Writer-director Halfdan Ullmann Tøndel is a first-time filmmaker with an intimidating pedigree — two of his grandparents are directors Ingmar Bergman and Liv Ullmann. This is not a Bergman-like meditation on the futility of life’s endeavors, but something much more grounded. Elisabeth is the one whose life and behavior are picked apart over the course of the meeting, so we gradually learn that she’s a famous actress in Norway whose husband has recently killed himself, and her erratic public behavior predates his suicide, so a segment of the press and public blames her for his death. The school officials do bring this up, as well as the fact that she has appeared naked in some of her films. However, her mental disorder doesn’t prevent her from pointing out that the other boy’s parents repeatedly trusted her to babysit their son, or from asking where a 6-year-old even gets the idea to rape someone.
Tøndel keeps adding complications on top of this fraught situation, as the school administrator (Vera Veljovic-Jovanovic) keeps running out of the room because of her frequent nosebleeds, and the stressed-out teacher spills the subject of the conference to another teacher (Assad Siddique), who then tells the other parents who are gathered at the school. Bizarrely and unnecessarily, Tøndel feels the need to break the tension with interpretive dance interludes performed by Elisabeth and those other parents.
It turns out that the other boy’s parents need to be scrutinized as heavily as Elisabeth is, but the proceedings noticeably droop when Reinsve is not on the screen.
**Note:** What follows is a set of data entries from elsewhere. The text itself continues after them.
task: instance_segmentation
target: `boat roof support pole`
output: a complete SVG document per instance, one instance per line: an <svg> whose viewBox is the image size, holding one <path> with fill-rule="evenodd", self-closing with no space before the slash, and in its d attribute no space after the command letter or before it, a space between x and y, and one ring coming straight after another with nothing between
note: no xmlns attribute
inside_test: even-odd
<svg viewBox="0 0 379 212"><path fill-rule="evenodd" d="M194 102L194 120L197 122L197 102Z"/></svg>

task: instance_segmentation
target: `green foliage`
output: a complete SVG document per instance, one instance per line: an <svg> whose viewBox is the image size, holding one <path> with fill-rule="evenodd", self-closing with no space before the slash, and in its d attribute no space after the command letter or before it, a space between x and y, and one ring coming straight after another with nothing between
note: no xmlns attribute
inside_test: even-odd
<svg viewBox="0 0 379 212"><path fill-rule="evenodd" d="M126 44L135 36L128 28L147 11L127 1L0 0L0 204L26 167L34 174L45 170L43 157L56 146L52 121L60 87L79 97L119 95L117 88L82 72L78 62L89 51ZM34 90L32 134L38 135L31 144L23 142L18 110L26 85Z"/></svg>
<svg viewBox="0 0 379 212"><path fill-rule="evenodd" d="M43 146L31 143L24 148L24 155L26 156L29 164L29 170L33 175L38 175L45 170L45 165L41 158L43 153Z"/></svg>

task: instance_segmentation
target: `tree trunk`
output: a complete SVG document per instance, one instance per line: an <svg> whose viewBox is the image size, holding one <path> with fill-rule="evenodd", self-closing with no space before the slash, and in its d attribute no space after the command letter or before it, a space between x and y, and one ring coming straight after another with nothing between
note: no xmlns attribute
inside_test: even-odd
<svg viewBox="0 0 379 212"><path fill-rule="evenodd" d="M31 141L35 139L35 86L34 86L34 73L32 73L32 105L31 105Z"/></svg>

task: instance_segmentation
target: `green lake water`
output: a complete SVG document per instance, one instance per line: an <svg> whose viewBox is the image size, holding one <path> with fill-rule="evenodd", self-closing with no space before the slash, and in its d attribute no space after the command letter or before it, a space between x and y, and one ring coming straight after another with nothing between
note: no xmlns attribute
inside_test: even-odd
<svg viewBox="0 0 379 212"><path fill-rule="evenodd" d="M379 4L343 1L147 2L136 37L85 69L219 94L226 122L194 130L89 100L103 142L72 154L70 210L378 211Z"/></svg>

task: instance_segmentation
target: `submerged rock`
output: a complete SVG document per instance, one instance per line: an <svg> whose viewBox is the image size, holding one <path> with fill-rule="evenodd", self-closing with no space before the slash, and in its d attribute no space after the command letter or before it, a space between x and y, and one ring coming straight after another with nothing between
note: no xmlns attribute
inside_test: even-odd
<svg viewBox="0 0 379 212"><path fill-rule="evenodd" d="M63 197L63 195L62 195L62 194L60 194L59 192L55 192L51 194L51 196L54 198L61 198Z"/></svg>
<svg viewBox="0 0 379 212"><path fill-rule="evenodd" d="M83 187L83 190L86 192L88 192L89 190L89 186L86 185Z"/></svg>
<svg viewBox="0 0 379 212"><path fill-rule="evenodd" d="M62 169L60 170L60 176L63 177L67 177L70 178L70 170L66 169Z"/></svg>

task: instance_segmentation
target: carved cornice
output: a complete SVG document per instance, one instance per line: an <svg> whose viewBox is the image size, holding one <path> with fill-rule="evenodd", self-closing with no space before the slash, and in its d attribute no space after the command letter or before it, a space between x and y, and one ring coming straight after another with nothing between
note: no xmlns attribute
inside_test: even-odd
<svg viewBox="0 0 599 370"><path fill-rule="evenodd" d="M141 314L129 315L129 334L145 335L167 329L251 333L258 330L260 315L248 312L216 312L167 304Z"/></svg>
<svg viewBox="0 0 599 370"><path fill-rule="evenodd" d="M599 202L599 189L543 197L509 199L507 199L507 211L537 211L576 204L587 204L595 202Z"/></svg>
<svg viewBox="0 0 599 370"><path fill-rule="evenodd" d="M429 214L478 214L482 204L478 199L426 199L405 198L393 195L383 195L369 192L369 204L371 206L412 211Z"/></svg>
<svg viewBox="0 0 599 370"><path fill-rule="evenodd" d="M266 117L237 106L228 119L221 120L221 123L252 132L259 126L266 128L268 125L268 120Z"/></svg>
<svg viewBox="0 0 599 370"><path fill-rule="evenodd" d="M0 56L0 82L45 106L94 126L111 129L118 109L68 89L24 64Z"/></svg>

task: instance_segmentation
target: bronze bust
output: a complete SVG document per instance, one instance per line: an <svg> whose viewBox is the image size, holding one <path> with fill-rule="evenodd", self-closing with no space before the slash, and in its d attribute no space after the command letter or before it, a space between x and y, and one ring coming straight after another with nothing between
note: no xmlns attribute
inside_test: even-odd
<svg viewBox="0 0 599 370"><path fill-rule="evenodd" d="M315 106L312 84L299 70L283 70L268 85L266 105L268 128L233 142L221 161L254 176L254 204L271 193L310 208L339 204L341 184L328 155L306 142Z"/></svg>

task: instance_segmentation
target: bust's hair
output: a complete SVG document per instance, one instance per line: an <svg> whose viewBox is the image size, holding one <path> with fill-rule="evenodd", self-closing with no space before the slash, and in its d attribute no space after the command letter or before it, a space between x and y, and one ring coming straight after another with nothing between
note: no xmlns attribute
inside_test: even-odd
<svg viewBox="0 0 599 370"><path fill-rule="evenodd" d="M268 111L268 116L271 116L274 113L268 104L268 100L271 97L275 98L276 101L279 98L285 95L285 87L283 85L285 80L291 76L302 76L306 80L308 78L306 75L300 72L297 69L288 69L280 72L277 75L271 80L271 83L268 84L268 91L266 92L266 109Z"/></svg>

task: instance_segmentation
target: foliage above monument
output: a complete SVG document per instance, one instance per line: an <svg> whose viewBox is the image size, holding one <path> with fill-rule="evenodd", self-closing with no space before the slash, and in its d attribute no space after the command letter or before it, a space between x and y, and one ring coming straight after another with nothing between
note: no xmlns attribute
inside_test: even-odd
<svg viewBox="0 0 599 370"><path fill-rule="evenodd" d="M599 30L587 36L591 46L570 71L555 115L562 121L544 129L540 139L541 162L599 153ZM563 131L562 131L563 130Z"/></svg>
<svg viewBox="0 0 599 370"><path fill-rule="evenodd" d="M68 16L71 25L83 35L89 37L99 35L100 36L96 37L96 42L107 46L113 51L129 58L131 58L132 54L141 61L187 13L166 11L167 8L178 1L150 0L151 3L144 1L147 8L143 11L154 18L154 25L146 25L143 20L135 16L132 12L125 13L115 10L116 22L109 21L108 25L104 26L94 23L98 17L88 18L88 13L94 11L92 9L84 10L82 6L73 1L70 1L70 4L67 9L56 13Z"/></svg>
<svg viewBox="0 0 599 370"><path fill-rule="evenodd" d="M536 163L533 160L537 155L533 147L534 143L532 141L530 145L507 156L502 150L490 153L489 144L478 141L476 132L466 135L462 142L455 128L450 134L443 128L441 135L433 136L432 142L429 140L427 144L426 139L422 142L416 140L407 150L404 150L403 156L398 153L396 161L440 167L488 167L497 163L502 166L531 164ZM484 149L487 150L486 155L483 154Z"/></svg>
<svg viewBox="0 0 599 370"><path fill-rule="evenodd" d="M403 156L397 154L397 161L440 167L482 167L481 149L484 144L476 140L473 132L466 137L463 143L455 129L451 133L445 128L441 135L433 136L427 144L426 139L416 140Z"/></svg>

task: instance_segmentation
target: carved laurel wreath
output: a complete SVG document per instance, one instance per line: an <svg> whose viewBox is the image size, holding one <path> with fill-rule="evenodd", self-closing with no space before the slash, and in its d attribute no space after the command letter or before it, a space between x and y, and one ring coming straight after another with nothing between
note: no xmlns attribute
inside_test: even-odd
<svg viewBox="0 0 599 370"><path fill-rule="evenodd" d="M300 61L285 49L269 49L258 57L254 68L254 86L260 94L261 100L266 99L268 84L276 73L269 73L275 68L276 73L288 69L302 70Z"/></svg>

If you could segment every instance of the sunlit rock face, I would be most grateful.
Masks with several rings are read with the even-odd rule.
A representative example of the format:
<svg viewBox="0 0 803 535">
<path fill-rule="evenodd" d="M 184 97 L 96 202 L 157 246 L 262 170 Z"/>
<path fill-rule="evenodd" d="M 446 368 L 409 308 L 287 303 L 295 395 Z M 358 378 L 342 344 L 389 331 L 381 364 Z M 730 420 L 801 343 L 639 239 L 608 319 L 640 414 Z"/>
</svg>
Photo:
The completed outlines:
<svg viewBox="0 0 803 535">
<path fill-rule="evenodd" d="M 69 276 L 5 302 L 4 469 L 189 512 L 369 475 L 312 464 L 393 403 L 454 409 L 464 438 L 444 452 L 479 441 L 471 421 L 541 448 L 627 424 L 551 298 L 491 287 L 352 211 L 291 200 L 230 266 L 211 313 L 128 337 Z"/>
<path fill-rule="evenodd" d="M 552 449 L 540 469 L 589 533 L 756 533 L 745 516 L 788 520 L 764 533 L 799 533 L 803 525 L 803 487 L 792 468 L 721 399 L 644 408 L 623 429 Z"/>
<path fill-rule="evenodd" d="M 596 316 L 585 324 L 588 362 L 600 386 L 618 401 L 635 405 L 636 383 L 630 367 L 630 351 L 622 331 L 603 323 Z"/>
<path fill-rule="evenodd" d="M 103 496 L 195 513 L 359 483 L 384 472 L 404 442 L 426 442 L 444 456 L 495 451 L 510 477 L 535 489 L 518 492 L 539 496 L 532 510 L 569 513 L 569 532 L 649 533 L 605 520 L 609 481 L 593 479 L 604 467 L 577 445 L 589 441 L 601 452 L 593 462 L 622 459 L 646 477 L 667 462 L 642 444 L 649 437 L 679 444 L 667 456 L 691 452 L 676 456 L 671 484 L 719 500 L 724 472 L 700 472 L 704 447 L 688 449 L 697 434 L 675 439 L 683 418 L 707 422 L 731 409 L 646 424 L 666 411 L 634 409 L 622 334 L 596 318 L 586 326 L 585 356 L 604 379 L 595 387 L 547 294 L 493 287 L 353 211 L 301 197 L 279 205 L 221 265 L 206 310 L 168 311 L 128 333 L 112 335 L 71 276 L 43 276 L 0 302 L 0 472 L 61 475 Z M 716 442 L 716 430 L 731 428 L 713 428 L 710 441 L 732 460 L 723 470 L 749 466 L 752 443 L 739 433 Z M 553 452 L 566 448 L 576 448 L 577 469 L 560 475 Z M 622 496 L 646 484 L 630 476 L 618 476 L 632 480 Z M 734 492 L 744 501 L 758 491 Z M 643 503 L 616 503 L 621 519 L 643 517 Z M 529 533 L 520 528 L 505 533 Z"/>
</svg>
It must be great to play a character who is so out of control and demanding of attention — as the principal (Øystein Røger) points out, “She’s an actress. It’s her job to make herself as interesting as possible.” — and Elisabeth pulls everyone into her crazy orbit, especially when that principal starts making arrangements for both boys to undergo psychotherapy and she starts laughing uncontrollably, to everyone’s immense displeasure. Armand would probably work better as a stage play than it does as a film, but either way, it rises and falls on the strength of its lead performance, and this movie has the right one.
Armand
Starring Renate Reinsve and Ellen Dorrit Petersen. Written and directed by Halfdan Ullmann Tøndel. Rated R.